Western Digital (WD) is pursuing an energy strategy aimed at sustainability as demand for AI storage accelerates. WD said on April 23 it published its FY2025 sustainability report outlining the plan.
As data generation and storage volumes rise with expanding AI systems, storage infrastructure is becoming more energy-intensive. WD said the report includes progress on improving energy efficiency per terabyte and cutting carbon. WD is a storage infrastructure company listed on the Nasdaq (WDC) and works as a strategic partner to major global cloud operators.
In energy, WD said it now operates all 5 manufacturing sites on 100 percent carbon-free energy and lifted the share of renewable energy across its global manufacturing sites to 66 percent. WD said it aims to transition all manufacturing sites to carbon-free energy by fiscal 2030. It said emissions intensity per petabyte in the product-use phase fell 31 percent from fiscal 2020. In the supply chain, WD said it expanded its Scope 3 decarbonisation targets and set a new goal, as of fiscal 2024, to cut direct materials-related emissions 20 percent by fiscal 2030.
In the circular economy segment, WD said it achieved a 36 to 38 percent share of recycled materials in enterprise HDD products in fiscal 2025 and a 74 percent share of recycled materials in packaging. It said this already exceeds its fiscal 2030 target of 72 percent for packaging. WD said it also set a new goal to raise the share of recycled materials in products to 43 percent by fiscal 2030.

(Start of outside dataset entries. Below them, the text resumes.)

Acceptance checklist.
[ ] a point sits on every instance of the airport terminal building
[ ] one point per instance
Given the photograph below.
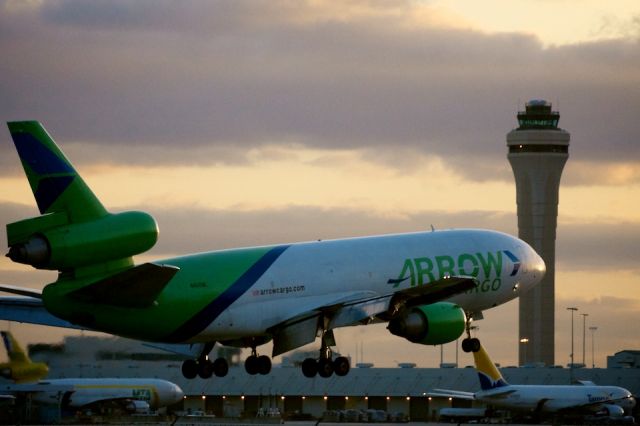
(401, 391)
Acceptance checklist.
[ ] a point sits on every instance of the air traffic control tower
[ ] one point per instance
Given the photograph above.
(538, 150)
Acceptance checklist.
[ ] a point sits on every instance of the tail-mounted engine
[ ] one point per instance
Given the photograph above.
(433, 324)
(51, 242)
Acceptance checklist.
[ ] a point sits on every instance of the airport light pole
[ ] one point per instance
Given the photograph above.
(573, 310)
(524, 342)
(584, 336)
(593, 332)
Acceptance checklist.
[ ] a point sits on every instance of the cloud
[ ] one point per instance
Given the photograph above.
(244, 74)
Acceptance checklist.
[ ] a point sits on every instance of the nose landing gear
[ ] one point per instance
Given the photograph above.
(325, 365)
(470, 344)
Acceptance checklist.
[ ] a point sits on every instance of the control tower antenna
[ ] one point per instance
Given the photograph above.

In rare-earth recovery, WD said it pursued the first pilot programme in the United States. WD said it ran a programme with Microsoft, Critical Materials Recycling and PedalPoint to recover rare earths from used HDDs, achieving a 90 percent recovery rate at the pilot stage. The programme was selected as a winner in the environmental impact category of the Environment+Energy Leader Awards.

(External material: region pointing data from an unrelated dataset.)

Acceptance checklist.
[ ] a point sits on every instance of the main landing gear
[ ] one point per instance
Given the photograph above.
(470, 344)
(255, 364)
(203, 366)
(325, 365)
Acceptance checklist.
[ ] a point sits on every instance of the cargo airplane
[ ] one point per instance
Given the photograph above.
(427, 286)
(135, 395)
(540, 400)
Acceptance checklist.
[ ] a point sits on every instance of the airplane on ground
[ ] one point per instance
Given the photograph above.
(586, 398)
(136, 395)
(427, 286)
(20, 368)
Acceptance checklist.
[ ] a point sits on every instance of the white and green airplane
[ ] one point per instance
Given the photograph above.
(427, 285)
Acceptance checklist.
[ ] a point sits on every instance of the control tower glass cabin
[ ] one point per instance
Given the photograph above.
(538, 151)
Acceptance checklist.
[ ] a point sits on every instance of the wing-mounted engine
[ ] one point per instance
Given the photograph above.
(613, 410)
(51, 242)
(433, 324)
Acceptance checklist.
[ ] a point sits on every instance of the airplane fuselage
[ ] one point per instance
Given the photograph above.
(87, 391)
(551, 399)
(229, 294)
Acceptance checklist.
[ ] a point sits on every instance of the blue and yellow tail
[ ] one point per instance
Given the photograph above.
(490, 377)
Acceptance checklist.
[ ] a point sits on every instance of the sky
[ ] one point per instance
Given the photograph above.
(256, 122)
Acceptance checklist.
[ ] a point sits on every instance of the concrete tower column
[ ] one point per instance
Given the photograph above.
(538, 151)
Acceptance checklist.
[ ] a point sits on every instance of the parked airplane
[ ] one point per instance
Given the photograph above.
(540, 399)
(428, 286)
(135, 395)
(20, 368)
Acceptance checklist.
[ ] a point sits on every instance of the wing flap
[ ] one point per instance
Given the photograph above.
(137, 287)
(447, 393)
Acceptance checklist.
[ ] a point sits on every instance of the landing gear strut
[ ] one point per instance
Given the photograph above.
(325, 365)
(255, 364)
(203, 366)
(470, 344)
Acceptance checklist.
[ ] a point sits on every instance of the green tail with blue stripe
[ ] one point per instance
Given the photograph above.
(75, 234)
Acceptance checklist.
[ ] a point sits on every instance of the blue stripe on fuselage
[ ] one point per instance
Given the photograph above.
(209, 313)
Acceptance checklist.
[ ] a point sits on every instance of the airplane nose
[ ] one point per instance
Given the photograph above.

On external recognition, WD said it received an "A-" leadership rating in the climate category from the Carbon Disclosure Project (CDP). It also made Newsweek's 2026 list of "America's Greenest Companies". WD said it was named one of the "World's Most Ethical Companies" by Ethisphere for the 8th consecutive year.

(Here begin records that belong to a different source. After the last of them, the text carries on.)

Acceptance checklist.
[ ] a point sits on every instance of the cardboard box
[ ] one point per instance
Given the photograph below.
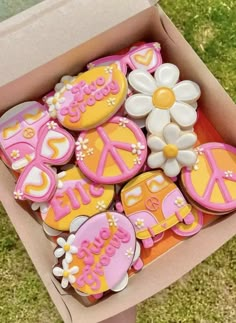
(49, 49)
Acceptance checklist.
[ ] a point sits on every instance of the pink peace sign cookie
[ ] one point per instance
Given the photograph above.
(112, 153)
(212, 180)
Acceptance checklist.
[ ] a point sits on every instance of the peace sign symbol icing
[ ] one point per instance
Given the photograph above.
(112, 153)
(212, 181)
(89, 99)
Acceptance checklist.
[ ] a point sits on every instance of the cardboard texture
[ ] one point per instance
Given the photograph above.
(151, 25)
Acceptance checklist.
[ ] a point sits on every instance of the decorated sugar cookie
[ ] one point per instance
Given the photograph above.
(161, 99)
(31, 142)
(111, 153)
(212, 180)
(173, 151)
(76, 196)
(97, 256)
(144, 56)
(89, 99)
(154, 204)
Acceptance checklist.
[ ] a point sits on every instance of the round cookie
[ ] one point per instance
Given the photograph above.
(211, 183)
(112, 153)
(76, 196)
(90, 98)
(100, 253)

Jackie Jung (정재키), WD's chief sustainability officer, said the challenge is not limited to storing more data as AI drives unprecedented growth in data volumes. "Storing and operating efficiently even at scale is key," she said. "Everything we do, including recovering rare-earth materials that could otherwise disappear, strengthening accountability and transparency across the supply chain, and operating to the highest ethical standards, demonstrates our commitment to being a trusted partner for customers, communities and the planet," she added.